Date: Tue, 19 Jul 2022 18:50:00 +0300

> Date: Tue, 19 Jul 2022 15:01:12 +0000
> Cc: emacs-devel@gnu.org
> From: Alan Mackenzie <acm@muc.de>
> 
> > What do you like to find? whether it was loaded from cc-engine.elc or
> > cc-engine-XXXXXX.eln?
> 
> Exactly that, yes.
> 
> > If so, why does it matter?
> 
> It matters a great deal.  There's the purely philosophical point that one
> should be able to control and understand ones own Emacs.

I didn't major in philosophy, so I cannot help you here, sorry.

> A further point is that Emacs should not deceive its users.

It doesn't.

> There's the point that if you're doing benchmark timings, the results are
> meaningless if you don't know what you're timing.

You are timing compiled Lisp code.  How exactly was it compiled
shouldn't matter _in_principle_, exactly as you don't have any easy
way of knowing what version of byte-compiler and byte-optimizer was
used to produce a .elc file -- and the differences can be significant.

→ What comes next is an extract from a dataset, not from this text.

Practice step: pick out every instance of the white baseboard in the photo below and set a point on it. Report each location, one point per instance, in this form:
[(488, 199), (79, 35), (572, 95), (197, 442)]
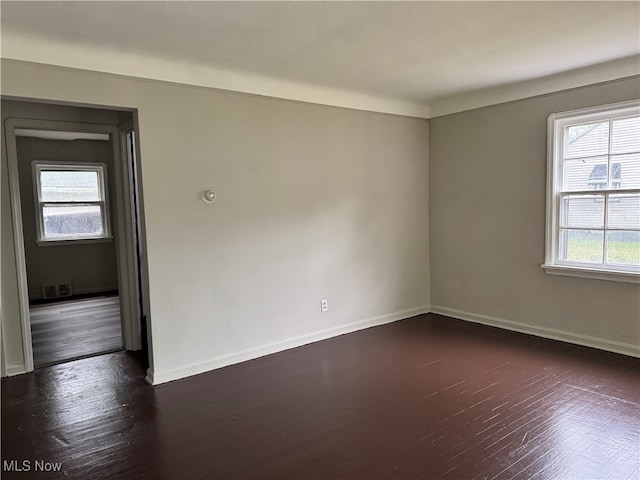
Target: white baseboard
[(82, 291), (545, 332), (12, 370), (156, 378)]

If you do need to make this kind of distinctions, you have to use
"different means".  Like disassembly of the byte-code or looking if
cc-engine-XXXXXX.eln file is in your eln-cache, or using "C-h f" on
some function from cc-engine, where Emacs will tell you whether it's
byte-compiled ot natively-compiled (you can also use
subr-native-elisp-p directly if you want).